So this is terrorism, right? Not a crime anymore. These acts have a clear ideology behind them and are trying to achieve a political will.
I expect the shooter will be charged with a series of "hate crimes." iirc, in the United States, the terror you are trying to inflict on a population by murdering a small number of that population is not itself a crime, only the murders themselves are. As an example, Dylann Roof openly admitted that he was a White supremacist and was trying to spark a war. The people in the church weren't his (only) targets; in murdering 9 people, he was actually
attacking ~37 million of us (or more, if he would include Jews, Latinos and White 'race traitors' as targets of the war). If Roof believed that his attack on the church would affect only the people inside the church, I think he might not have bothered. He saw his actions as taking place within a larger picture, but our criminal justice system doesn't. (And to be clear, this isn't a broad, philosophical principle at work, of focusing only on the individual crime and the immediate victim.

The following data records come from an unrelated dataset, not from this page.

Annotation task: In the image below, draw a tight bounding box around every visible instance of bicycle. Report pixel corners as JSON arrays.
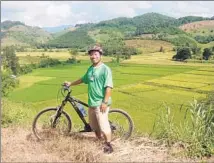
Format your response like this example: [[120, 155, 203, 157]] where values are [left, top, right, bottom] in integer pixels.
[[32, 85, 134, 140]]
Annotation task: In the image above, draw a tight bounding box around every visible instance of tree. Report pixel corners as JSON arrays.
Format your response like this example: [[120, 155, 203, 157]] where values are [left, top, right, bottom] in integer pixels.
[[159, 46, 164, 52], [172, 47, 191, 61], [203, 48, 213, 60], [2, 46, 20, 75], [1, 71, 19, 96], [69, 49, 79, 60]]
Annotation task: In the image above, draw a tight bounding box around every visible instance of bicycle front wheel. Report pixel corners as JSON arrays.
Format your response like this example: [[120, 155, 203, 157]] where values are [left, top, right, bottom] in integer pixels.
[[32, 108, 72, 140], [108, 109, 134, 140]]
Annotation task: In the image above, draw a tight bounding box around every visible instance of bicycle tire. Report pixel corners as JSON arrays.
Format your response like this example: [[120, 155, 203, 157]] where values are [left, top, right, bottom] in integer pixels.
[[32, 108, 72, 140], [109, 109, 134, 140]]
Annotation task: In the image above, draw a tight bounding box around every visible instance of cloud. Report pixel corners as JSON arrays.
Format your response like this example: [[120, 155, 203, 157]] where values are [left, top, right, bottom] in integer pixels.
[[1, 1, 214, 27]]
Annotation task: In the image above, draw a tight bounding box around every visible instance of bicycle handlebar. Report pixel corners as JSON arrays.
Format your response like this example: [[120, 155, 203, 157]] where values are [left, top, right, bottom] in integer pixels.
[[61, 84, 72, 96]]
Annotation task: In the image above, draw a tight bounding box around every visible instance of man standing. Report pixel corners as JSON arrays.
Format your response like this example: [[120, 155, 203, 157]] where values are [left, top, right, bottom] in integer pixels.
[[64, 46, 113, 153]]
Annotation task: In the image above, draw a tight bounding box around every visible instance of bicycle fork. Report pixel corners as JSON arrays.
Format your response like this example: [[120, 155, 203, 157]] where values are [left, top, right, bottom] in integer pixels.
[[51, 101, 66, 128]]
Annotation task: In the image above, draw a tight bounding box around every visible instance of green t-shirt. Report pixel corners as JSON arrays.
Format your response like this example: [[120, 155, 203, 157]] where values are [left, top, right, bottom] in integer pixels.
[[82, 63, 113, 107]]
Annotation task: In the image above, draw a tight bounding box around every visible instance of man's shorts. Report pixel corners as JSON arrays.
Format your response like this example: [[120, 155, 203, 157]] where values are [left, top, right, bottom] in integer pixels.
[[88, 106, 111, 134]]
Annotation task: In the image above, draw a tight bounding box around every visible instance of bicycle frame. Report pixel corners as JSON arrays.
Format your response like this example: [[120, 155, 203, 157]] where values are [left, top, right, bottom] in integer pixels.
[[59, 90, 91, 131]]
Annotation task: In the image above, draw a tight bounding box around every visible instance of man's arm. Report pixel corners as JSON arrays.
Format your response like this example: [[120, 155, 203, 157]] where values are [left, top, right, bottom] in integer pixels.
[[103, 87, 111, 103], [64, 78, 83, 87], [100, 87, 112, 113]]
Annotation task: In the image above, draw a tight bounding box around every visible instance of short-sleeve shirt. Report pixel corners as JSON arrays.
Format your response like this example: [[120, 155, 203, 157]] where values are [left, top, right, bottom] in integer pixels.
[[82, 63, 113, 107]]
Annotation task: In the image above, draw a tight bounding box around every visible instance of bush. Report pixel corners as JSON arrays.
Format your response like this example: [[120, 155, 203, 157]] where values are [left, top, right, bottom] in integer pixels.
[[172, 47, 191, 61], [1, 72, 19, 96], [66, 57, 81, 64], [203, 48, 213, 60], [154, 100, 214, 157], [38, 58, 61, 68], [20, 65, 33, 74], [1, 99, 27, 127]]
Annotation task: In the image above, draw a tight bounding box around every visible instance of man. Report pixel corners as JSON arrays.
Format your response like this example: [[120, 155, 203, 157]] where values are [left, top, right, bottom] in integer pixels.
[[64, 46, 113, 153]]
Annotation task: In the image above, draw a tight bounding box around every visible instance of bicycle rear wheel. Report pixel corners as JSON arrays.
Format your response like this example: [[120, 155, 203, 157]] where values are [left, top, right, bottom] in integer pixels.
[[32, 108, 72, 140], [108, 109, 134, 140]]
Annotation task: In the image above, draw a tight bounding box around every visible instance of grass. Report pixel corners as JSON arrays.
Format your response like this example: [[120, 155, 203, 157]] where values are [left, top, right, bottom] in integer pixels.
[[8, 61, 214, 133], [155, 100, 214, 158], [125, 40, 173, 54], [16, 50, 112, 64], [123, 51, 213, 67]]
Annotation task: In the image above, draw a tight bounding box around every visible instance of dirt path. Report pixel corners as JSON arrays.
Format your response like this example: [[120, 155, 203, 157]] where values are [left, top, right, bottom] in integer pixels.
[[1, 128, 214, 162]]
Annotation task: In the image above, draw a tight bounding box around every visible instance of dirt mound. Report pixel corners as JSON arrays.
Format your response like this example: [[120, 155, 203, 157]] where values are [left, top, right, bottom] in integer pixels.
[[1, 128, 212, 162]]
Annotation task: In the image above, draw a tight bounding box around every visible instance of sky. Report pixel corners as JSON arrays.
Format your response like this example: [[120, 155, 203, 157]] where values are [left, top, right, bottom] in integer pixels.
[[1, 1, 214, 27]]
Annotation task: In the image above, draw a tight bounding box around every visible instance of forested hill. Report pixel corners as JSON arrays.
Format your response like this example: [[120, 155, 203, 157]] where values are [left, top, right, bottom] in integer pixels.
[[1, 13, 211, 49], [46, 13, 210, 48], [1, 21, 53, 46]]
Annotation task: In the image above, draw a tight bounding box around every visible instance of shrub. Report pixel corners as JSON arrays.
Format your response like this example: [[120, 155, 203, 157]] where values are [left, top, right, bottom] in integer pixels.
[[203, 48, 213, 60], [39, 58, 61, 68], [20, 65, 33, 74], [1, 72, 19, 96], [172, 47, 191, 61], [154, 100, 214, 157], [1, 99, 27, 127]]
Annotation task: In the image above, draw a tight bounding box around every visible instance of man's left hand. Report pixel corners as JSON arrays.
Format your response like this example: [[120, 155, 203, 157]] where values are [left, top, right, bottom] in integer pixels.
[[100, 103, 107, 113]]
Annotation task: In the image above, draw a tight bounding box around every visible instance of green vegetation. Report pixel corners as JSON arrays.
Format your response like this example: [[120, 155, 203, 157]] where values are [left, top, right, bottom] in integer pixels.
[[172, 47, 191, 61], [178, 16, 210, 25], [203, 48, 213, 60], [47, 30, 94, 49], [195, 35, 214, 44], [155, 100, 214, 157], [1, 20, 25, 30]]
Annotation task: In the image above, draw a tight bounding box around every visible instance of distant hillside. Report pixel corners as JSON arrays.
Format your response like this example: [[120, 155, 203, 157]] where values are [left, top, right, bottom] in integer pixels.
[[46, 30, 95, 49], [179, 20, 214, 44], [1, 13, 213, 48], [43, 25, 73, 33], [177, 16, 210, 25], [179, 20, 214, 32], [1, 21, 52, 46]]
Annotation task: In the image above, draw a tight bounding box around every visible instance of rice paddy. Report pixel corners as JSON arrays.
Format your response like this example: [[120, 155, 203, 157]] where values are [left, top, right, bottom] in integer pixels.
[[8, 53, 214, 133]]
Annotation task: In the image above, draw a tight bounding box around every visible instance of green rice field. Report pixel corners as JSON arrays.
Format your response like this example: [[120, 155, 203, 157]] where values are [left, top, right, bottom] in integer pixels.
[[8, 61, 214, 133]]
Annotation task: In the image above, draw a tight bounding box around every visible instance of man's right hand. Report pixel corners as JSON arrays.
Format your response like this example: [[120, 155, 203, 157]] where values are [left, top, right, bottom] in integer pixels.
[[64, 81, 71, 87]]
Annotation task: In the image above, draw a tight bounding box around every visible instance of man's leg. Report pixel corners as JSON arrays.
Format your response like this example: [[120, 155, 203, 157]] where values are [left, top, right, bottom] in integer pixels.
[[95, 107, 113, 153], [88, 107, 102, 140]]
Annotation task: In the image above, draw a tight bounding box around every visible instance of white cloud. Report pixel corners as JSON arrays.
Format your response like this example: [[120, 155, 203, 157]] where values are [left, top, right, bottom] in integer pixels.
[[1, 1, 214, 27]]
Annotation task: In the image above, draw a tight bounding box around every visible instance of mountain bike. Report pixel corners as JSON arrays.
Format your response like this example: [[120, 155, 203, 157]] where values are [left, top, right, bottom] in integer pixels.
[[32, 85, 134, 140]]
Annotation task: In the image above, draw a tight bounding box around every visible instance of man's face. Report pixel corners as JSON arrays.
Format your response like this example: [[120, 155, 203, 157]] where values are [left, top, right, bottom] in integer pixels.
[[89, 51, 101, 64]]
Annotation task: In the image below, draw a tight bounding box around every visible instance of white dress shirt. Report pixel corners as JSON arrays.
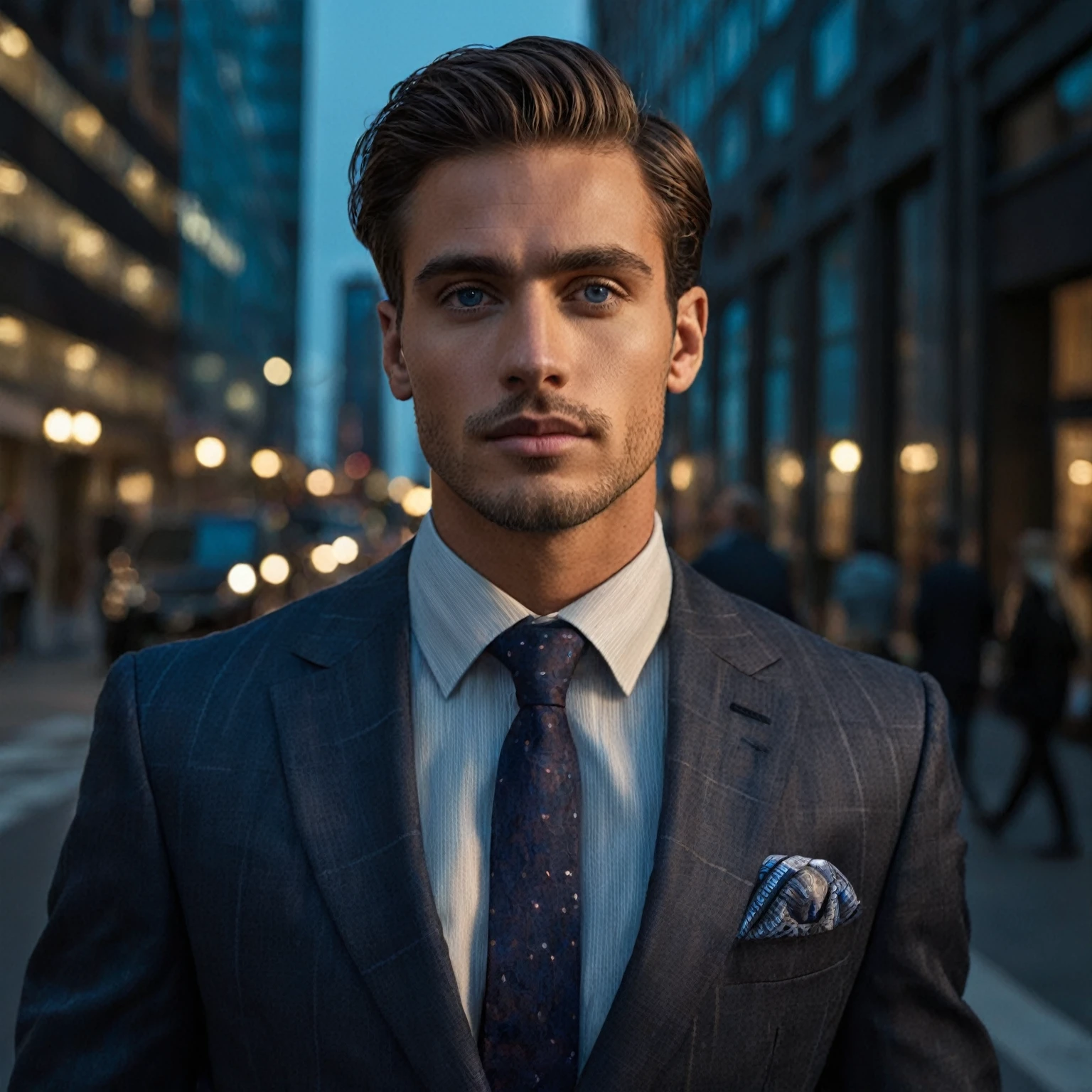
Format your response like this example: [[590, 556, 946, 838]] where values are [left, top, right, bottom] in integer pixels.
[[410, 515, 672, 1066]]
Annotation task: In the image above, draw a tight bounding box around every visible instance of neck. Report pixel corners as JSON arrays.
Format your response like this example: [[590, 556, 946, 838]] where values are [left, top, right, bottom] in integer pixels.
[[432, 466, 656, 615]]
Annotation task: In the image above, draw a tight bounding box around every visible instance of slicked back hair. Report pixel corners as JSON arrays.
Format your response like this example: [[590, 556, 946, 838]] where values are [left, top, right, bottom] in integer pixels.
[[348, 37, 711, 314]]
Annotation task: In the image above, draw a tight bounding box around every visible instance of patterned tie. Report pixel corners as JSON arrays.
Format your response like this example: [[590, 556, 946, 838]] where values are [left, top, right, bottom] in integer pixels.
[[481, 620, 584, 1092]]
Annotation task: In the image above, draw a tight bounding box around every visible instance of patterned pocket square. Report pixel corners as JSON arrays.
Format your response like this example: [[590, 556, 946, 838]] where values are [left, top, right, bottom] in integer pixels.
[[737, 854, 860, 940]]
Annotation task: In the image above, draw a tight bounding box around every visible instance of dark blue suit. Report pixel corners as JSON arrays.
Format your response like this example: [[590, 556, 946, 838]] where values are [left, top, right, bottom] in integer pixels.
[[11, 550, 997, 1092]]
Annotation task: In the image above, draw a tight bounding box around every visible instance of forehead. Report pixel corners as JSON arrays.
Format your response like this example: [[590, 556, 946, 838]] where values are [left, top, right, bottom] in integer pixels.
[[403, 144, 664, 282]]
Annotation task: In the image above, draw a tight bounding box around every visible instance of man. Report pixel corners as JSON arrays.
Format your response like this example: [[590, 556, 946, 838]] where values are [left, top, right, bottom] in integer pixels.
[[830, 532, 900, 660], [914, 522, 994, 796], [693, 485, 796, 621], [12, 38, 997, 1092]]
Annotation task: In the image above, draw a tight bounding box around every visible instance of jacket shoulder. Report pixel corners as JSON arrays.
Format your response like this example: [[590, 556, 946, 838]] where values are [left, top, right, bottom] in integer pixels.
[[676, 564, 927, 733]]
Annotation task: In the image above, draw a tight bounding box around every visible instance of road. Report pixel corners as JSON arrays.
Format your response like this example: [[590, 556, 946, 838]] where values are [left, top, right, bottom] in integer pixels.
[[0, 660, 1092, 1092]]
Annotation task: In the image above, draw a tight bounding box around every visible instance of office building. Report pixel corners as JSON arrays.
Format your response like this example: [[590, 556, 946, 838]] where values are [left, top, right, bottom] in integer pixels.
[[593, 0, 1092, 620], [0, 4, 179, 646]]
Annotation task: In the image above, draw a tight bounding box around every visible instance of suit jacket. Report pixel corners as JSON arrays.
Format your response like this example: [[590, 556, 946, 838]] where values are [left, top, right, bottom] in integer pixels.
[[914, 560, 994, 717], [11, 541, 998, 1092], [693, 530, 796, 621]]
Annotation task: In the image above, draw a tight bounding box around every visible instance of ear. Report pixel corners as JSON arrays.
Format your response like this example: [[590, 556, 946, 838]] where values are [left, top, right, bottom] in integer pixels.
[[667, 285, 709, 394], [375, 299, 413, 402]]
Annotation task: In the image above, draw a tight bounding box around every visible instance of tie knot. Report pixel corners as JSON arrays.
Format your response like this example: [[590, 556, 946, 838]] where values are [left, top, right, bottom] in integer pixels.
[[489, 620, 584, 709]]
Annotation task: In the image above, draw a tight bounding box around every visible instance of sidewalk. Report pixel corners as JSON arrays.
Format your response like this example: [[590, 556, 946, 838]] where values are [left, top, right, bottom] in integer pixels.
[[961, 712, 1092, 1092]]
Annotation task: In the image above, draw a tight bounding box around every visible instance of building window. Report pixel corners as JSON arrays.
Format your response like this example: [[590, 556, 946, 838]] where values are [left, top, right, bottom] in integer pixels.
[[997, 44, 1092, 171], [815, 224, 862, 558], [811, 0, 857, 98], [876, 49, 933, 124], [764, 269, 803, 552], [719, 299, 750, 481], [717, 106, 747, 183], [761, 0, 793, 32], [762, 65, 796, 140], [811, 126, 853, 190], [756, 175, 788, 232], [894, 185, 950, 575], [717, 0, 754, 87]]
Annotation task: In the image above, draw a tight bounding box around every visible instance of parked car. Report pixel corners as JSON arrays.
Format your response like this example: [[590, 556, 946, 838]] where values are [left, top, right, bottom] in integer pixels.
[[102, 513, 263, 660]]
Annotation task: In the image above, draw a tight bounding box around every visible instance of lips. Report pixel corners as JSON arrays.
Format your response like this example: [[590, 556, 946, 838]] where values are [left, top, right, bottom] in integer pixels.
[[485, 416, 589, 458]]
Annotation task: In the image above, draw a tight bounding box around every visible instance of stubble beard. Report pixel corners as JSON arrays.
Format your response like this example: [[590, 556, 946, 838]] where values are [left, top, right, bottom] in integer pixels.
[[414, 393, 664, 534]]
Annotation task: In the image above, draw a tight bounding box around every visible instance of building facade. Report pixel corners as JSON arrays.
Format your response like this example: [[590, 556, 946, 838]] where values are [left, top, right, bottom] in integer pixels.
[[0, 4, 179, 646], [593, 0, 1092, 624]]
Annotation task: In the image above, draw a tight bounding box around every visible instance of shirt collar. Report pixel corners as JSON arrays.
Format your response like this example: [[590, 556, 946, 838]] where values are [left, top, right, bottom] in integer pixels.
[[410, 514, 672, 698]]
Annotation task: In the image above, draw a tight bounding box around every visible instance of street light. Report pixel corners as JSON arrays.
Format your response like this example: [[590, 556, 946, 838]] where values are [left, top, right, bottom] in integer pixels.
[[72, 410, 102, 448], [262, 356, 291, 387], [257, 554, 291, 584], [193, 436, 227, 471], [330, 535, 360, 564], [250, 448, 284, 478], [41, 406, 72, 444], [304, 466, 334, 498], [830, 440, 860, 474], [227, 562, 257, 595]]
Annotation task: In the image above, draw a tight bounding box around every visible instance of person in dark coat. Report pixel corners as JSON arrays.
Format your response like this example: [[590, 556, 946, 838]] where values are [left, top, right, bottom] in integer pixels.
[[914, 523, 994, 799], [693, 485, 796, 621], [986, 530, 1080, 858]]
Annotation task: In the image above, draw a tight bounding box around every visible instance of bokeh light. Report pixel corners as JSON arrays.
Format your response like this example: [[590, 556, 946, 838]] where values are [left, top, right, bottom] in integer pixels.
[[227, 562, 257, 595], [257, 554, 291, 584], [830, 440, 860, 474], [250, 448, 284, 478], [262, 356, 291, 387], [193, 436, 227, 471], [330, 535, 360, 564], [304, 466, 334, 497]]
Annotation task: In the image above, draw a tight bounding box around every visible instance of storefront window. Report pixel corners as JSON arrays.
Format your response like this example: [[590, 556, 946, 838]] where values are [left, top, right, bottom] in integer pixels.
[[997, 49, 1092, 171], [762, 65, 796, 140], [717, 0, 754, 87], [1051, 277, 1092, 399], [815, 224, 862, 558], [719, 299, 750, 481], [717, 106, 747, 183], [764, 269, 803, 552], [811, 0, 857, 98], [1051, 277, 1092, 641], [894, 185, 950, 575]]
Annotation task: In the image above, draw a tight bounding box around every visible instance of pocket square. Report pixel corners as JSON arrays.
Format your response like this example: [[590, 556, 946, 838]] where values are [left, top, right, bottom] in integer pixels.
[[737, 854, 860, 940]]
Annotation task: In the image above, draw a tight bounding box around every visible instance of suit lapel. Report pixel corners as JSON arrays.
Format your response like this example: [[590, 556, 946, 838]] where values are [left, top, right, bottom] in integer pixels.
[[272, 550, 487, 1092], [579, 559, 797, 1092]]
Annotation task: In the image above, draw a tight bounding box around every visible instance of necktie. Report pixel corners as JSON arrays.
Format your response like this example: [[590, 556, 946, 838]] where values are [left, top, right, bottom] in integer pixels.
[[481, 620, 584, 1092]]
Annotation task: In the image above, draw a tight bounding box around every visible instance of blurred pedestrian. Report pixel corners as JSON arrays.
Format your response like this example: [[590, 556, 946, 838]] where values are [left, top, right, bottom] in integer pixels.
[[831, 532, 900, 660], [985, 530, 1080, 858], [693, 485, 795, 621], [914, 522, 994, 799], [0, 517, 38, 655]]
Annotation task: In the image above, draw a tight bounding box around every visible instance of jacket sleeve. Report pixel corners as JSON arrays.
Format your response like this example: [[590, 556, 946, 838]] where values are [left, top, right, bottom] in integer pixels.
[[9, 656, 204, 1092], [818, 675, 1000, 1092]]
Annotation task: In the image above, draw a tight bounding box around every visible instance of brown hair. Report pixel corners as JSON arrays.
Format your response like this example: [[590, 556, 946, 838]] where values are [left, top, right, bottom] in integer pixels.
[[348, 37, 711, 311]]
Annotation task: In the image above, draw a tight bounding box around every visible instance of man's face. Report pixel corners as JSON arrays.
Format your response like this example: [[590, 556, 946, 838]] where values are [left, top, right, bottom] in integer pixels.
[[381, 144, 707, 532]]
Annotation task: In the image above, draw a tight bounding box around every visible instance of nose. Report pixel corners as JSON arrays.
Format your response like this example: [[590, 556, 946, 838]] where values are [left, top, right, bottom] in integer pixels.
[[497, 285, 570, 394]]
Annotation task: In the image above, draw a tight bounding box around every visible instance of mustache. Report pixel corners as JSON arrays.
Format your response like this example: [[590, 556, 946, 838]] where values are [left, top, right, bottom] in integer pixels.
[[463, 391, 611, 440]]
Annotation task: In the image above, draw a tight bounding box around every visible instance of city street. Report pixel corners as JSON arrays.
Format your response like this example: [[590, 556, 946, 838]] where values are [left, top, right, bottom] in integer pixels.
[[0, 660, 1092, 1092]]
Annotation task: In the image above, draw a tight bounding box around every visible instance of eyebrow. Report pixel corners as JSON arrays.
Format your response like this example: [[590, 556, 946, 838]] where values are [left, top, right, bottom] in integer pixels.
[[413, 246, 652, 285]]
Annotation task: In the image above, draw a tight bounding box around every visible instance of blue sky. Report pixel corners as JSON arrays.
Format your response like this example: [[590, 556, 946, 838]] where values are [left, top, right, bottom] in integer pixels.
[[295, 0, 587, 478]]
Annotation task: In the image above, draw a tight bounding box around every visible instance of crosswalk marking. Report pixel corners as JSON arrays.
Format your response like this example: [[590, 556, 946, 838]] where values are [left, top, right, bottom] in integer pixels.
[[0, 713, 92, 835], [963, 951, 1092, 1092]]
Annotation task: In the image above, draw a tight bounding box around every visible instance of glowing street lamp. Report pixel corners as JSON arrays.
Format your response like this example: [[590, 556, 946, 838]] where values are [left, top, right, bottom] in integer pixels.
[[250, 448, 284, 478], [193, 436, 227, 471], [262, 356, 291, 387], [41, 406, 72, 444]]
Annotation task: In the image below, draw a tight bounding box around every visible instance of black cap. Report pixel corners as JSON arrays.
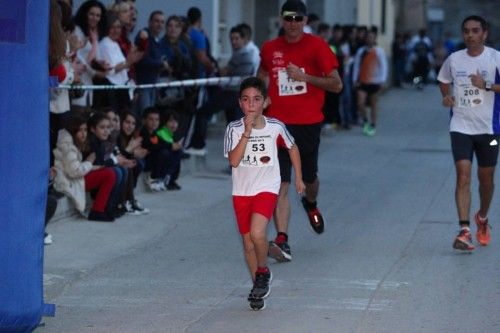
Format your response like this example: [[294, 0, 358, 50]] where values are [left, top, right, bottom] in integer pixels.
[[281, 0, 307, 16]]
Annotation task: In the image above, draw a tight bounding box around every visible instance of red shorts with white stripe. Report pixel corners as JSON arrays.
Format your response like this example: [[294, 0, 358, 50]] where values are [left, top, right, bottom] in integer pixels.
[[233, 192, 278, 235]]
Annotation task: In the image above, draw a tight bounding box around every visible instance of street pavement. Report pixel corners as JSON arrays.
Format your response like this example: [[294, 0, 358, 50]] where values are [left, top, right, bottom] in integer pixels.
[[36, 86, 500, 333]]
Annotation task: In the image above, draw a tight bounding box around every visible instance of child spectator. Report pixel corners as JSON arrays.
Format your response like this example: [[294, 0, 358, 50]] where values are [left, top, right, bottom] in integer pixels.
[[54, 112, 116, 222], [88, 111, 135, 217], [224, 77, 305, 310], [140, 107, 181, 192], [156, 110, 183, 191], [118, 111, 149, 215]]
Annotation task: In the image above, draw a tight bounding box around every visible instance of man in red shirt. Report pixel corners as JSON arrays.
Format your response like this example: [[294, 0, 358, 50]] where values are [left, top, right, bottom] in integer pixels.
[[258, 0, 342, 261]]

We
do have laws for going after people based on the 'bigger picture.' Racketeering laws for taking on organized crime, for example, where the overall crime is larger than the sum of its parts. Racketeering laws have been used to pursue people for insider trading, and have recently been used against the folks involved in the college admissions scandal.)
EDIT: CNN notes that the FBI is "opening a domestic terror investigation" but doesn't provide any more detail. It could mean they'll pursue people associated with the shooter - "aiding and abetting", or what have you.
Just now I'm hearing about another shooting, in Dayton, Ohio. 9 dead, 16 injured, so far.